Mesmo após todos esses meses, cientistas lutam para entender o Covid-19 — e algumas de suas perguntas podem nunca ser totalmente respondidas.
Julia Monsores | 16 de Junho de 2020 às 16:00
Novas descobertas sobre o Covid-19 surgem todos os dias. E com elas, a esperança de que a cura para a doença infecciosa, que já provocou a morte de mais de 427.630 pessoas em todo o mundo, também apareça logo.
Por tratar-se de um vírus novo, os cientistas ainda estão tendo de aprender a lidar com ele — em uma corrida contra o tempo.
Além disso, as infecções da família do coronavírus são conhecidas por sua tendência a rápidas e repetidas mutações, o que torna o quadro ainda mais complicado.
E qual é o impacto disso para os médicos e pesquisadores da linha de frente?

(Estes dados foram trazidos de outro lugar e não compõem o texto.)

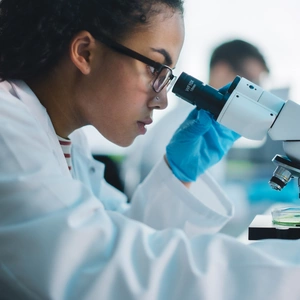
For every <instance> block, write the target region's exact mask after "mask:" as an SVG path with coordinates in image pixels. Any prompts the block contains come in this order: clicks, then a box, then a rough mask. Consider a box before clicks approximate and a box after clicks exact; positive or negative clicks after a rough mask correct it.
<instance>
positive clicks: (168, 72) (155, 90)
mask: <svg viewBox="0 0 300 300" xmlns="http://www.w3.org/2000/svg"><path fill="white" fill-rule="evenodd" d="M172 80H173V74H172V70H170V69H168V68H162V69H161V71H160V72H159V74H158V75H157V77H156V79H155V80H154V82H153V89H154V90H155V91H156V92H157V93H159V92H160V91H161V90H162V89H163V88H164V87H165V86H166V85H168V84H170V82H171V81H172ZM168 90H169V89H168Z"/></svg>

“É como um jogo”, diz Kathleen Dass, médica imunologista de Michigan. “Quando você pensa que está no caminho certo, surge uma nova mutação. E assim, tudo muda.”
Até agora, muitas descobertas já foram feitas e diversos mitos sobre o novo coronavírus já foram deixados para trás. Porém, à medida que nossa experiência e o conhecimento sobre o vírus avança, mais dúvidas surgem.

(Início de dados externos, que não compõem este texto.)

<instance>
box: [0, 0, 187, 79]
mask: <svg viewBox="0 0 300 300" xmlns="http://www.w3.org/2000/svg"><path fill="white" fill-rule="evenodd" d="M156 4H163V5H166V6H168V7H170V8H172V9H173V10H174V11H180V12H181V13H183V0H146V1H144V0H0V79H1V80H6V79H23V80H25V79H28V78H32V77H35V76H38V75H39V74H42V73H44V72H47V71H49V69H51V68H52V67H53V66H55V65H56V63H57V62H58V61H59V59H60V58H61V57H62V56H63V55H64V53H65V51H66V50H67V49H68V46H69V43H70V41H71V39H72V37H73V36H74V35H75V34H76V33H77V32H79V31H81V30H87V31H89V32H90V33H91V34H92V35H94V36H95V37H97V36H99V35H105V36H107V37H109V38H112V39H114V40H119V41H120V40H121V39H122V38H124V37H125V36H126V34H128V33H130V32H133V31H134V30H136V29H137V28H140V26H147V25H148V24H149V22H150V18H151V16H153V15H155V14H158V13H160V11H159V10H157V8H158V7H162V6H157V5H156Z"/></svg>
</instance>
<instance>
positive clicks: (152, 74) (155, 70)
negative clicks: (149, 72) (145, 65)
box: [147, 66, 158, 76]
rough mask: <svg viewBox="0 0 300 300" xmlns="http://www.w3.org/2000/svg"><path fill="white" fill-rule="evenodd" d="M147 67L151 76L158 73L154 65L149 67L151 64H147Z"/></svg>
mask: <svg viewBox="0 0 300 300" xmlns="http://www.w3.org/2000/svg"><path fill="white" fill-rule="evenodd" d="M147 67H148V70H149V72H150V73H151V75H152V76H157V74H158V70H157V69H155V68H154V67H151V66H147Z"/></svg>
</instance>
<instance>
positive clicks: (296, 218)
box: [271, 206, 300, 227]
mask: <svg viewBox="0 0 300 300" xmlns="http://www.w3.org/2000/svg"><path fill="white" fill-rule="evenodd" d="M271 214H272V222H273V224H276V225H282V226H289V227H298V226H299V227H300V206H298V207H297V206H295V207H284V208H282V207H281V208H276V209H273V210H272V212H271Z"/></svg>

Aqui estão alguns dos mistérios sobre o Covid-19 que os cientistas ainda tentam solucionar. E quais são as possíveis respostas até então.
Saber como uma doença é transmitida é fundamental para contê-la. Algumas, como o sarampo, espalham-se pelo ar. Já outras, como a intoxicação alimentar, são transmitidas por alimentos. O novo coronavírus propaga-se de pessoa para pessoa por meio de "gotículas respiratórias", mas o que não está necessariamente claro é se há transmissão pelo ar. A transmissão aérea e a transmissão por gotículas respiratórias não são dois fenômenos distintos, mas sim dois pontos no mesmo espectro. E é isso que pode causar confusão. "Se uma gotícula cair no nariz ou na boca ou perto dela, você pode inalar", diz Barbara Saltzman, epidemiologista da Escola de Saúde da População da Universidade de Toledo.
O que permanece um mistério, no entanto, é quanto tempo o vírus pode viver em várias superfícies, em substâncias e no ar.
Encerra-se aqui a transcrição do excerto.